I happened to get a glimpse of an exercise and a claim in it soon beset me:
I have no problem about the exercise itself. What puzzled me is that I cannot find any justification for the claim that $(+\infty)(-\infty)$ is undefined. What's wrong with just defining the product to be $-\infty$? Is it a typo of the text, or did I miss anything in understanding the undefinedness of this product? I hope someone can please help me clarify it. Thank you. PS: this exercise follows a section discussing measure theory. PS2: by "$\mathcal{E}$-measurable", it means the co-domain is $\bar R$.
Here is the principle behind the notion of "(un)determined" operations involving $0$ and $\pm \infty $.
Let $$ \overline{\mathbb R} = \mathbb R ∪ \{+\infty , -\infty \}, $$ and let $\odot$ be any mathematical operation such as sum, difference, product, division or exponentiation. Given $\alpha $ and $\beta $ in $\overline{\mathbb R}$, the question I want to address here is what does it mean to say that $\alpha \odot\beta $ is (un)determined.
For the sake of argument suppose that $\{x_n\}_n$ and $\{y_n\}_n$ are sequences of real numbers such that $$ \lim_{n\to \infty } x_n=\alpha , \quad \text{and} \quad \lim_{n\to \infty } y_n=\beta . $$
One may then ask what is the value of $ \displaystyle\lim_{n\to \infty } x_n\odot y_n $?
It is often the case that the answer to this question cannot be found based only on the information given!
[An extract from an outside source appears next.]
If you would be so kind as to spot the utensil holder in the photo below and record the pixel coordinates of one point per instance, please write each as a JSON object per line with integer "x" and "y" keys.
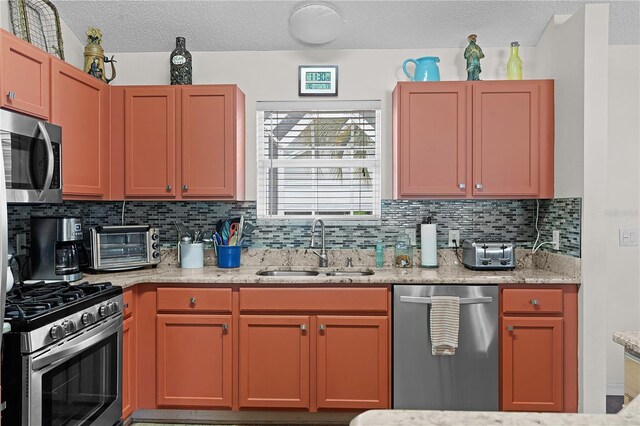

For example, if $x_n=1/n$, $x'_n=2/n$, and $y_n=n$, then $$ \lim_{n\to \infty } x_n=0=\lim_{n\to \infty } x'_n, \quad \text{while} \quad \lim_{n\to \infty } y_n=\infty . $$ However $$ \lim_{n\to \infty } x_ny_n = 1 \neq 2 = \lim_{n\to \infty } x_n'y_n. $$
Does this say that $0\cdot \infty =1$, or would it be $2$? Well, I guess this says that $0\cdot \infty $ is undetermined!
Based on this, one may give the following formal definition:
Definition. If $\alpha,\beta \in \overline{\mathbb R}$, and if $\odot$ is any mathematical operation, we say that $\alpha \odot\beta $ is determined, and that its value is $\gamma $, if for every sequences $\{x_n\}_n$ and $\{y_n\}_n$ (of standard real numbers) such that $$ \lim_{n\to \infty } x_n=\alpha , \quad \text{and} \quad \lim_{n\to \infty } y_n=\beta , $$ one has that $\displaystyle\lim_{n\to \infty } x_n\odot y_n=\gamma $. Otherwise we say that $\alpha \odot\beta $ is undetermined.
According to this, it is clear that $(+\infty )\cdot (-\infty )=-\infty $, and that $0\cdot \infty $ is undetermined.
Nevertheless, there are certain areas of Math in which it might be sensible to adopt special conventions.
In Integration Theory, as mentioned by @DanielFischer, it is sensible to define $0\cdot \infty =0$, because the integral of the zero function over an infinite measure space is equal to zero. Another example is Algebra, where the definition of a polynomial as $$ p(x) = \sum_{n=0}^d a_nx^n, $$ only makes sense if one adopts the convention that $x^0=1$, the case $x=0$ included!
PS: I am well aware that the level of my answer is not quite on par with the question. But it turns out that the present answer, which is certainly what the 'experts' have in mind, is not too often spelled out and perhaps Math begginers might benefit from it!